The Hemi cranked to life with the sound to match its serious performance looks. The stout street roller had the unmistakable burble of a heavy-hitting performance combo, but it wasn't so outrageous that we were afraid to run it on the street. Again, working the tuning loops, we zeroed in on the optimal jetting, and using the same 33-degree timing setting as in our previous test, we found 534 hp at 6,400 rpm. The cam change was worth 40 hp-a solid gain-and came with a good 700-rpm increase in usable powerband without detracting from power production lower in the rev range. Still, we felt the camshaft/cylinder-head combination should make some explosive power even higher in the rpm band. The key, we believed, would be to complement the combination with a change in the induction system to let it breathe even higher up the range.

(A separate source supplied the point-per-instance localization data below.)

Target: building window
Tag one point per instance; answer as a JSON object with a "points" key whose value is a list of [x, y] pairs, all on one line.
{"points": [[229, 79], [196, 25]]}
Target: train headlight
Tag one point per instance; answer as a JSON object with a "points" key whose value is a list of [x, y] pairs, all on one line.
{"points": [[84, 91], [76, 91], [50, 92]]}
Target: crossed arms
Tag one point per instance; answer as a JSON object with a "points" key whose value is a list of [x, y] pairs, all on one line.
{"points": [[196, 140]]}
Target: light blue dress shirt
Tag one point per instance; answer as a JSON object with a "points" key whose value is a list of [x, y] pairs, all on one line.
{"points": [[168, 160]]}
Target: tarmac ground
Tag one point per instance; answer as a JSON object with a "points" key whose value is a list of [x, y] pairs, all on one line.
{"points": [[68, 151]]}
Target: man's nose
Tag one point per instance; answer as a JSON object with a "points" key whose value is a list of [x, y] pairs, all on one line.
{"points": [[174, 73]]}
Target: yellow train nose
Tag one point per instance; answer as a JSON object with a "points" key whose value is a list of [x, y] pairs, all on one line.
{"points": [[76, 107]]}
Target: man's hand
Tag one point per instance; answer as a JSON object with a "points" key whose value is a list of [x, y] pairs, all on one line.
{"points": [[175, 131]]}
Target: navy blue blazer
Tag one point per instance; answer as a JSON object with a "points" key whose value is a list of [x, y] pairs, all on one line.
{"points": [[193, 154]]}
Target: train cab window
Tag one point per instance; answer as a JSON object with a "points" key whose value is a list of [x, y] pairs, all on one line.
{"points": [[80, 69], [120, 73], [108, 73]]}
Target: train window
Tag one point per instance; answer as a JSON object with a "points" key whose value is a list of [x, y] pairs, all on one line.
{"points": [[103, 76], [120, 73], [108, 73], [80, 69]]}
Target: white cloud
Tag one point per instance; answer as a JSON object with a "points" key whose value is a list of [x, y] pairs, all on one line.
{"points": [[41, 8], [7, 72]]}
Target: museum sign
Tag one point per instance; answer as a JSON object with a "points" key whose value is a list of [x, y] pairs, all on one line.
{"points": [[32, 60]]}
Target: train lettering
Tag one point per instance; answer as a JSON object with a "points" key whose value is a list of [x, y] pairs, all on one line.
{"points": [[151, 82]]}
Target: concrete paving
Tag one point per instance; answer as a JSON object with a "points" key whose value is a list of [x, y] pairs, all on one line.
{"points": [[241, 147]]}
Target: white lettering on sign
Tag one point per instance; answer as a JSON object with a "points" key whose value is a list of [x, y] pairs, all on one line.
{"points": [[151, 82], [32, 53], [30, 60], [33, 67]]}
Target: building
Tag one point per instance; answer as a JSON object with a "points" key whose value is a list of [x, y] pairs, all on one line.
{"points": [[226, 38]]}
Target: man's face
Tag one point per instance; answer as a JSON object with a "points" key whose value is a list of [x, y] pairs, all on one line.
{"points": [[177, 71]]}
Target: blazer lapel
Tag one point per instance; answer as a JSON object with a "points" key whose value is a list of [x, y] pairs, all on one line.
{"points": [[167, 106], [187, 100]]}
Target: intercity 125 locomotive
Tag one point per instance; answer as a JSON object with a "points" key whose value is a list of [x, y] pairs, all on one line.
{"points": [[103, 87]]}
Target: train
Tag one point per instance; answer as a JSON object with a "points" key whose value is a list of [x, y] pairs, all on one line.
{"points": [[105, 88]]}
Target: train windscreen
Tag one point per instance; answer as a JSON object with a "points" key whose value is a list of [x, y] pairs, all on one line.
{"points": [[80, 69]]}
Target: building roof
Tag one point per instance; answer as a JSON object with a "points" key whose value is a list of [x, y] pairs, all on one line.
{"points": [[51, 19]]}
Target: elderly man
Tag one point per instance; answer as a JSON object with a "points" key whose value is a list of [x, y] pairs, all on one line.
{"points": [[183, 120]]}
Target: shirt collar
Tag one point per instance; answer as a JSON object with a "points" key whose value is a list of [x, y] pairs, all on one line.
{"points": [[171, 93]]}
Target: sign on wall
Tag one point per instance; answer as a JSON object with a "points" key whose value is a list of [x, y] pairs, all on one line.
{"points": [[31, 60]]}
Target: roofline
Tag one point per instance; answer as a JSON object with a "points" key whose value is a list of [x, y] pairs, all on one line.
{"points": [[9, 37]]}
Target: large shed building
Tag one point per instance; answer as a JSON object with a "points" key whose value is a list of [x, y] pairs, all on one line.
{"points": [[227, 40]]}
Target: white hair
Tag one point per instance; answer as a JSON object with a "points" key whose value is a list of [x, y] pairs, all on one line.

With our new combo, the dual-plane factory intake manifold appeared out of place. We wanted a serious single-plane intake manifold that would add to the high-rpm breathing capacity of the Hemi heads worked by the Crane roller cam. To fill that bill, we scored a high-rise Barton single four-barrel manifold. The Barton piece has the unmistakable look of an intake single-mindedly designed for performance, and comes with Dominator-pattern carb-mounting provision. A Dominator or King Demon carb bolts directly in place, while a 4150 standard-pattern carb requires an adapter. We opted to move to a large-bolt-pattern carb-a 995 King Demon.